C’è, infine, ancora un aspetto che amareggia. Anche in questa triste situazione il Terzo Settore mostra di non essere sufficientemente unito. Vige la regola del “si salvi chi può”. C’è un silenzio assordante, altro che solidarietà e vicinanza. E’ sempre in atto una guerra tra poveri, a colpi di invidie e gelosie. In Calabria ho sempre riscontrato una grande capacità di alzare lamenti ma pochissimi sono pronti a far fronte comune e lavorare uniti – concretamente e fattivamente – nella stessa direzione, si aspetta sempre che siano i ‘soliti fessi’ a risolvere i problemi. Spero proprio che il tempo del coronavirus sia per tutti davvero tempo di ripensamento, di revisione, per ri-fondare, anche il sociale.

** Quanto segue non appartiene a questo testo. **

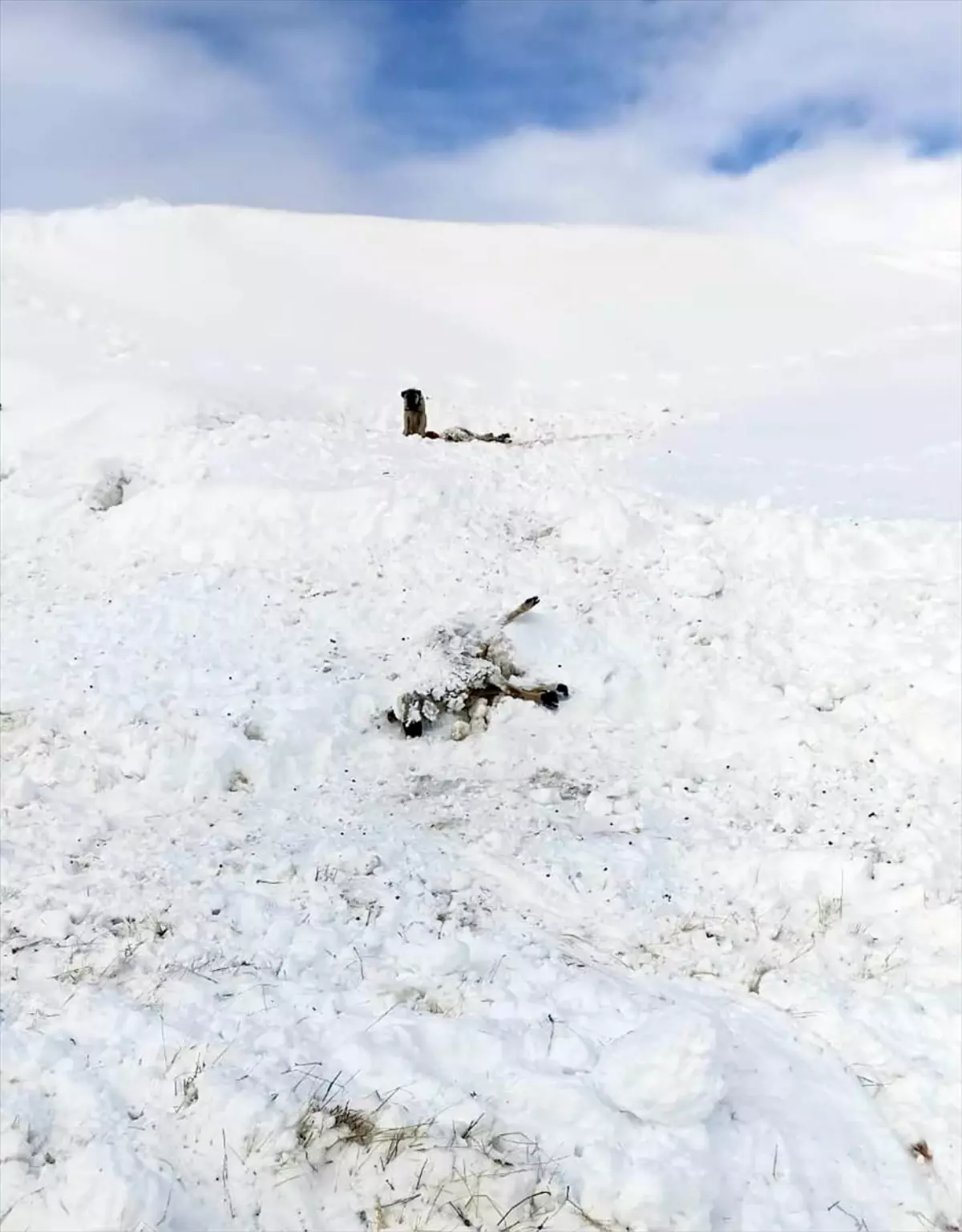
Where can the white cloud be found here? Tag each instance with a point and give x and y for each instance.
(110, 100)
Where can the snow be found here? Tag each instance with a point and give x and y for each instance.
(684, 954)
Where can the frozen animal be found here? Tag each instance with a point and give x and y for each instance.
(475, 669)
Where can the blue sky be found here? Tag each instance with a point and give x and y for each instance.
(531, 110)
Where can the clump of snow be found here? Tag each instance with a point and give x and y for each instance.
(684, 954)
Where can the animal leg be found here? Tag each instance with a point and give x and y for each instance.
(544, 695)
(520, 610)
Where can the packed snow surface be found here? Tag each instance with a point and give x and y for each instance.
(681, 955)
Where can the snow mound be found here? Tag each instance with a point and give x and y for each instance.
(682, 954)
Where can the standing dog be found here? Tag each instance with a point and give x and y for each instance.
(415, 413)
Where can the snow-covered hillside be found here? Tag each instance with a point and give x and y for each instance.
(684, 954)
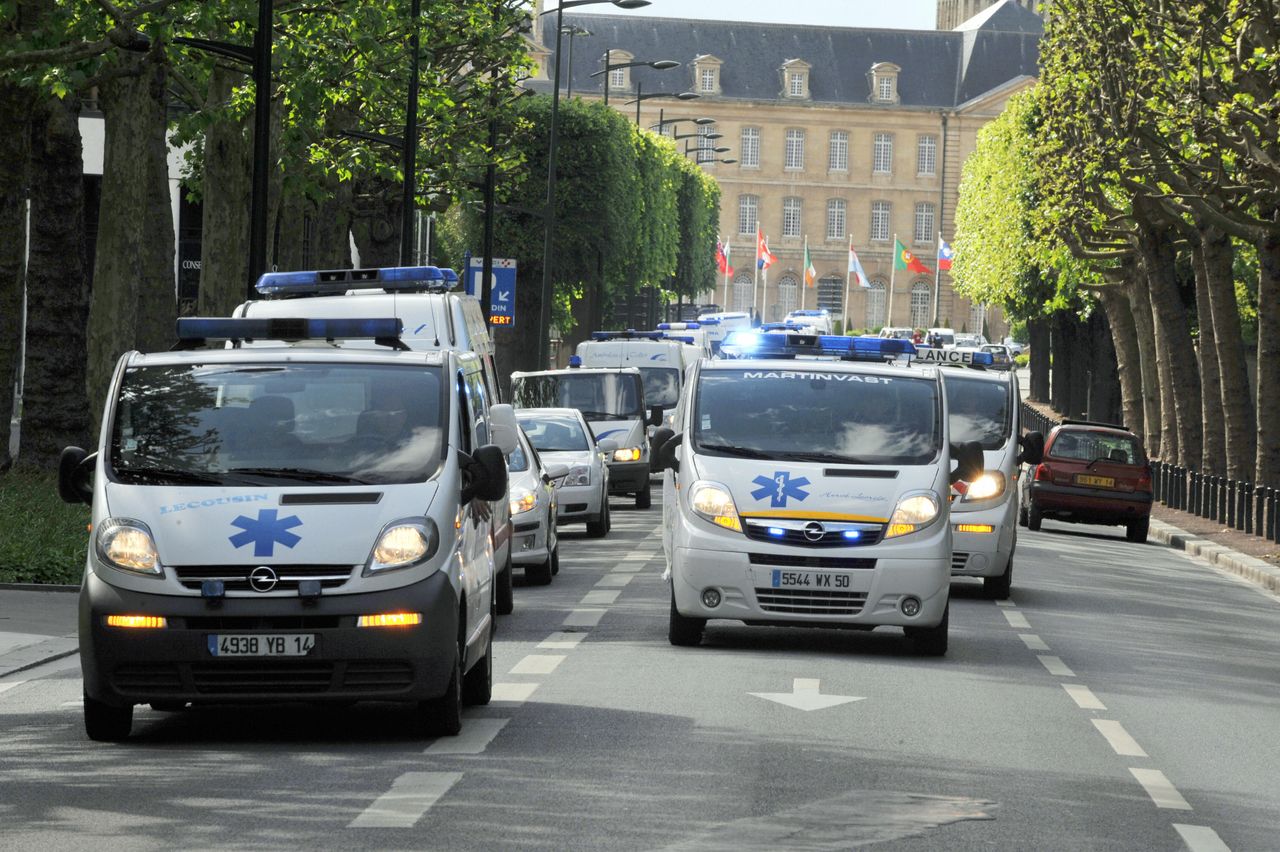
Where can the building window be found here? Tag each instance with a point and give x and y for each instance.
(880, 220)
(919, 305)
(749, 149)
(795, 150)
(748, 214)
(836, 218)
(876, 306)
(882, 155)
(837, 152)
(790, 216)
(927, 155)
(924, 223)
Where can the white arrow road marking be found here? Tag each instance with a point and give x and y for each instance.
(805, 696)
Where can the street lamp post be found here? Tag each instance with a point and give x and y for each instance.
(544, 320)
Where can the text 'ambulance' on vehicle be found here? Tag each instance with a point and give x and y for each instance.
(807, 485)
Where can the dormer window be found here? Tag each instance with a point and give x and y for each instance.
(883, 83)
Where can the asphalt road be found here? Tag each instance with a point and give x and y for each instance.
(1125, 699)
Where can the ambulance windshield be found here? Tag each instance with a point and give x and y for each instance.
(282, 422)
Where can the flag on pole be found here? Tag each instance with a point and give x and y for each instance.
(904, 259)
(764, 259)
(855, 268)
(945, 255)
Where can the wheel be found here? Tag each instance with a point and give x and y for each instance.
(105, 723)
(931, 641)
(684, 631)
(443, 715)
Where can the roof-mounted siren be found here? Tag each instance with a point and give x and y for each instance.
(337, 282)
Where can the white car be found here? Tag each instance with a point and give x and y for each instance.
(562, 436)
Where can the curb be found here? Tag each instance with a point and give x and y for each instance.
(1256, 571)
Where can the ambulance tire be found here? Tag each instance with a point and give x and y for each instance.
(684, 631)
(931, 641)
(106, 723)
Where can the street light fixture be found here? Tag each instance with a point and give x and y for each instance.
(544, 320)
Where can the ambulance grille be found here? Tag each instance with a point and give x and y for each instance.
(807, 601)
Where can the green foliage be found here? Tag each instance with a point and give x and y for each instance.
(42, 540)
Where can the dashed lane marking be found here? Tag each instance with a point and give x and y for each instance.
(1033, 642)
(475, 737)
(562, 641)
(1201, 838)
(1055, 665)
(1160, 788)
(538, 664)
(1083, 696)
(411, 796)
(1119, 738)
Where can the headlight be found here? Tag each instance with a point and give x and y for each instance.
(127, 544)
(913, 513)
(522, 500)
(714, 503)
(402, 544)
(990, 485)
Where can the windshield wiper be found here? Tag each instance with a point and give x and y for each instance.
(301, 473)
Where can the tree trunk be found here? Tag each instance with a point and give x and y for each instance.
(1124, 339)
(225, 192)
(1234, 393)
(56, 411)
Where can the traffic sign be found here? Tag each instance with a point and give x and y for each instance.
(502, 293)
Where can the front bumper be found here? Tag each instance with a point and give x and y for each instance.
(174, 663)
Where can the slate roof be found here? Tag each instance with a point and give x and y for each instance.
(940, 68)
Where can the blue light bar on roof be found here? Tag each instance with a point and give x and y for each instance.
(204, 328)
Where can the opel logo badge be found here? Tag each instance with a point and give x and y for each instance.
(263, 578)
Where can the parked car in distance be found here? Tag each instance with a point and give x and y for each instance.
(562, 436)
(1091, 473)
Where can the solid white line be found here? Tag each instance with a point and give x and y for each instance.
(1083, 696)
(1160, 788)
(411, 796)
(1033, 642)
(538, 664)
(584, 617)
(475, 737)
(1119, 738)
(1055, 665)
(560, 641)
(1015, 619)
(512, 692)
(1201, 838)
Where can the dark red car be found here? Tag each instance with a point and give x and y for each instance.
(1091, 473)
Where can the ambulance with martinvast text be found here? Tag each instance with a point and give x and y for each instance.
(300, 521)
(807, 485)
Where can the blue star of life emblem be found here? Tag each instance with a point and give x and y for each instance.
(780, 488)
(265, 531)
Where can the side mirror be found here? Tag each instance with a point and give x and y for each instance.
(969, 462)
(1033, 448)
(502, 427)
(74, 467)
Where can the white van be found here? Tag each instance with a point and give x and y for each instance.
(434, 317)
(613, 404)
(300, 521)
(810, 491)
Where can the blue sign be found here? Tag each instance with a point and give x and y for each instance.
(502, 293)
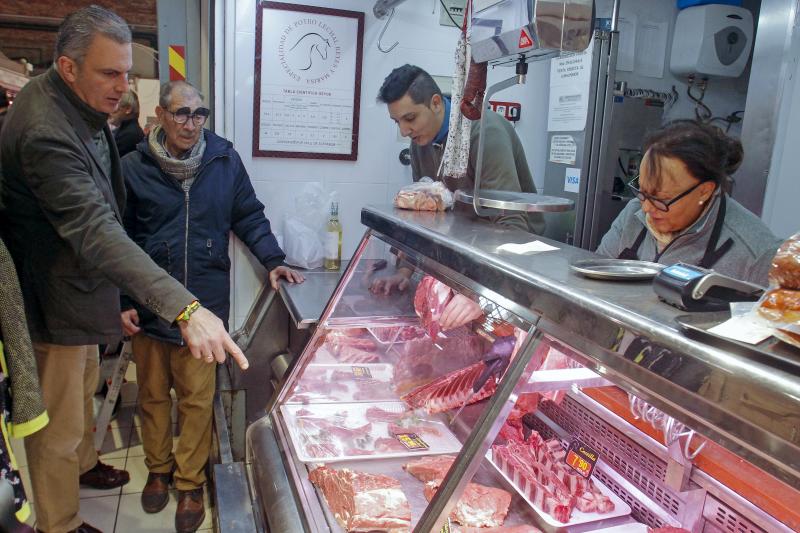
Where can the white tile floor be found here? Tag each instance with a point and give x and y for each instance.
(119, 510)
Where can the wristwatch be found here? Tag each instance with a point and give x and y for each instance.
(187, 311)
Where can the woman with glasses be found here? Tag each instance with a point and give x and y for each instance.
(681, 211)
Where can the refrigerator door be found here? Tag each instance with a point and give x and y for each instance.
(620, 154)
(569, 152)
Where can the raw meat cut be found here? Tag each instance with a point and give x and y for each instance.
(409, 426)
(501, 529)
(389, 445)
(362, 501)
(422, 360)
(336, 339)
(479, 506)
(430, 468)
(429, 301)
(537, 467)
(450, 391)
(397, 333)
(353, 355)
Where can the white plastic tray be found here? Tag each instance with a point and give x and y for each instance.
(351, 416)
(577, 518)
(345, 386)
(633, 527)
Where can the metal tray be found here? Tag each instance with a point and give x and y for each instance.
(616, 269)
(771, 351)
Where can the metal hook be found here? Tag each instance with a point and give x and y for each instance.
(380, 37)
(691, 455)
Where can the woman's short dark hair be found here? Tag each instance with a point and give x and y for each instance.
(708, 153)
(411, 80)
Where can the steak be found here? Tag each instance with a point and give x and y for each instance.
(537, 468)
(421, 360)
(429, 301)
(479, 506)
(430, 468)
(501, 529)
(450, 391)
(389, 445)
(362, 501)
(336, 339)
(354, 355)
(376, 414)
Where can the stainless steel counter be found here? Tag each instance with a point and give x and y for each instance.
(627, 334)
(306, 301)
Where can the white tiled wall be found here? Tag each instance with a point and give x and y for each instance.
(376, 176)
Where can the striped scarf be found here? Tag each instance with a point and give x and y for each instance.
(180, 169)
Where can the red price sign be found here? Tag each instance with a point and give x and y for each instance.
(582, 458)
(411, 441)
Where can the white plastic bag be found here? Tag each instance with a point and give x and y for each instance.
(302, 228)
(424, 195)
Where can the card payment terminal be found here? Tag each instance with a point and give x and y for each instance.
(694, 288)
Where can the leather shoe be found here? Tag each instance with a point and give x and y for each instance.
(86, 528)
(155, 495)
(191, 512)
(104, 477)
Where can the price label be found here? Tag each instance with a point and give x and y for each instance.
(411, 441)
(361, 372)
(582, 458)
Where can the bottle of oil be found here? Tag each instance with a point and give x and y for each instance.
(333, 239)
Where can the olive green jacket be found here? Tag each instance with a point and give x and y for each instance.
(505, 167)
(61, 221)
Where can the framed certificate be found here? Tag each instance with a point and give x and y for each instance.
(307, 87)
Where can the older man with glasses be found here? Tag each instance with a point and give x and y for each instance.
(63, 198)
(187, 190)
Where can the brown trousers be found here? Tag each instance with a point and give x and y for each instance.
(64, 449)
(161, 366)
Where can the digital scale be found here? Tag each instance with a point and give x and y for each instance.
(694, 288)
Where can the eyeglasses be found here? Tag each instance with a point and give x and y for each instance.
(182, 115)
(661, 205)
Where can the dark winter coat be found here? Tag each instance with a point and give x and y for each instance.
(187, 233)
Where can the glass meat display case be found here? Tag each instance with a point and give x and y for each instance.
(453, 386)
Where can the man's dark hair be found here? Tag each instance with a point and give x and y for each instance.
(411, 80)
(78, 30)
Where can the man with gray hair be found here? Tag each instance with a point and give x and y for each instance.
(187, 190)
(64, 196)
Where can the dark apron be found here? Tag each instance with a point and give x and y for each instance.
(712, 254)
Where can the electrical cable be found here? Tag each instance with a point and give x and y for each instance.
(706, 113)
(456, 24)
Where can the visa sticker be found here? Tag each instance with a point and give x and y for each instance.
(412, 441)
(572, 180)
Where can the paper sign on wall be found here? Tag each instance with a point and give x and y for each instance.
(572, 180)
(627, 43)
(563, 149)
(570, 77)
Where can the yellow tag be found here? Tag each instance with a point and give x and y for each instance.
(412, 441)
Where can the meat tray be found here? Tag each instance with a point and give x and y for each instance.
(325, 383)
(577, 518)
(357, 431)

L’invito rivolto a tutti i credenti in questa dura, difficile, esigente, rigorosa e surreale Quaresima è un invito che tutti dobbiamo prendere in seria considerazione. C’era bisogno di un grande bagno di umiltà, e forse per questo stiamo subendo le umiliazioni dettate ed imposte dal Covid19.
Salviamo però quello che è necessario, facciamo in modo che ‘l’uomo sia promosso a diventare più uomo’, come ebbe a dire don P. Mazzolari. Torniamo umani. La politica, i governatori, facciano uno scatto di orgoglio: tutelino anzitutto la dignità dei deboli, e di quanti, con il loro lavoro, pur mettendo a rischio la loro salute, stanno accanto alle persone fragili assicurando la relazione di cura. E’ il momento di sospendere la guerra delle carte bollate, di individuare insieme strategie per salvare il Settore, dar respiro e ossigeno (anche questo è urgente ai tempi del Covid19) alle strutture socio-assistenziali. Noi che continuiamo a rimanere in prima linea, offrendo un lavoro sempre appassionato ed appassionante, abbiamo bisogno di un’iniezione di speranza e di fiducia ma, soprattutto, di aiuti tangibili. Anche come sacerdote, quotidianamente, sono impegnato a motivare e sostenere i miei collaboratori, li ringrazio per la loro fedeltà al posto di lavoro, li invito a dare una lettura evangelica al tempo che viviamo, a vedere e leggere questa situazione con gli occhi di Dio, con il cuore di Dio. E’ quello che spero impariamo a fare tutti quelli che operiamo nel sociale, imparando una lezione importante in questa emergenza: dobbiamo essere più uniti, cancellare dai nostri occhi il sospetto e la diffidenza, dare fiducia e gioire di quello che ogni Organizzazione diversa dalla nostra può fare per il Bene Comune. E a chi ha precise responsabilità politiche e di gestione amministrativa chiedo di guardare al nostro impegno, alle nostre fatiche, al nostro affanno, al nostro navigare a vista, con comprensione ma con altrettanta prontezza a darci il necessario apporto! E che sia un tempo nuovo per tutti, soprattutto per le categorie più vulnerabili.